Football and sponsors/advertisers enjoy a symbiotic relationship – each profits from the other. If you ban alcohol advertising and tournament sponsorship in the same way that tobacco advertising and sponsorship was banned in the early 2000s whose branding will we see?

An article on Soccer Lens (http://soccerlens.com/the-worlds-biggest-soccer-sponsors/52174/) details the biggest sponsors in football. These are Coca-Cola, Nike, McDonald’s, Barclays Bank, Anheuser-Busch InBev (owners of the Budweiser brand), adidas, Puma, Visa, bwin, Pepsi, Carlsberg, Red Bull, Volkswagen, Mastercard and Emirates.

“Coca Cola has had stadium advertising at every World Cup since 1950 and has been an official World Cup partner since 1978. Coca-Cola’s World Cup 2010 campaign had a presence in 170 countries and that sponsorship deal was recently re-carbonated until 2022. Coca-Cola also has a long-term deal with UEFA, and will be an official UEFA partner for Euro 2016.

“(McDonald’s) can afford to copy Coca-Cola’s approach and be long term sponsors of both the FIFA World Cup and the UEFA European Championship. In addition, McDonald’s also sponsors the English Football Association’s grassroots coaching efforts.

“(Anheuser-Busch InBev) owns the Budweiser brand, which is a long-standing Official Beer of the FIFA World Cup.

“Carlsberg’s name was on every Liverpool shirt from 1992 to 2010 (but no more) and has adorned FC Copenhagen’s shirts since 1999. Carlsberg is also a long-term sponsor of the UEFA European Championship, from Euro ’88 until at least Euro 2012.”
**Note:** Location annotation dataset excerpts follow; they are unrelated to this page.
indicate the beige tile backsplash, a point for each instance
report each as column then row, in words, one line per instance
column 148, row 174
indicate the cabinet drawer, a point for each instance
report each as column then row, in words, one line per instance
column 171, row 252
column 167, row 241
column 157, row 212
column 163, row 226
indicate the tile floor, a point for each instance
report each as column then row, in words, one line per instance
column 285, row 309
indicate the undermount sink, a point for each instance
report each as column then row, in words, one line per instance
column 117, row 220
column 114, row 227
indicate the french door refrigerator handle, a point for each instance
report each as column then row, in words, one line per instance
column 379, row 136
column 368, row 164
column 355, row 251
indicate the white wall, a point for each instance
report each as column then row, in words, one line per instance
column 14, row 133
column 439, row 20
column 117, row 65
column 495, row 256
Ban alcohol and Carlsberg and Anheuser-Busch InBev would disappear from the mix, leaving betting, fast food, fizzy drinks, banking, sportswear and airlines, but where do you draw the line?
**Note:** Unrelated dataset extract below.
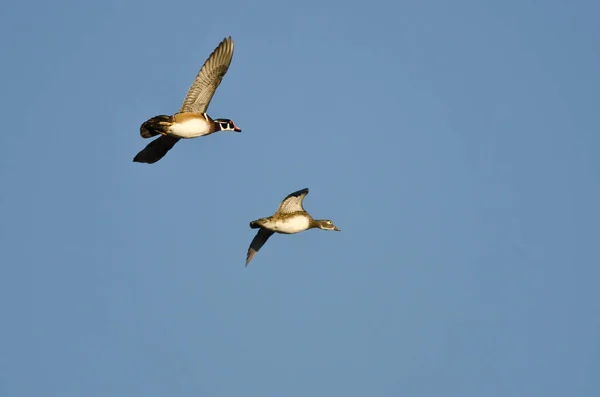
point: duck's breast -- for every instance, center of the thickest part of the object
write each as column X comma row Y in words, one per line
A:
column 294, row 224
Extending bans for the sake of not exposing children and teenagers to products and brands liable to influence their consuming habits or damage their health to their logical conclusion; adverts and references to fast food, soft drinks high in sugar, gambling and potential debt in the form of credit card borrowing should surely also face a moratorium.

What does that leave with? Well, going by the list above it leaves you with the sportswear manufacturers and car manufacturers – big fish in a small pool. Other non-controversial or contentious advertisers such as Ford and Continental tyres (who already sponsor the European Championships and coverage of the Champions League) would fill the void left by the banned brands, changing the landscape of sports advertising.

With less competition, these mega brands would undoubtedly advertise and sponsor more, further controlling what the television audience is exposed to.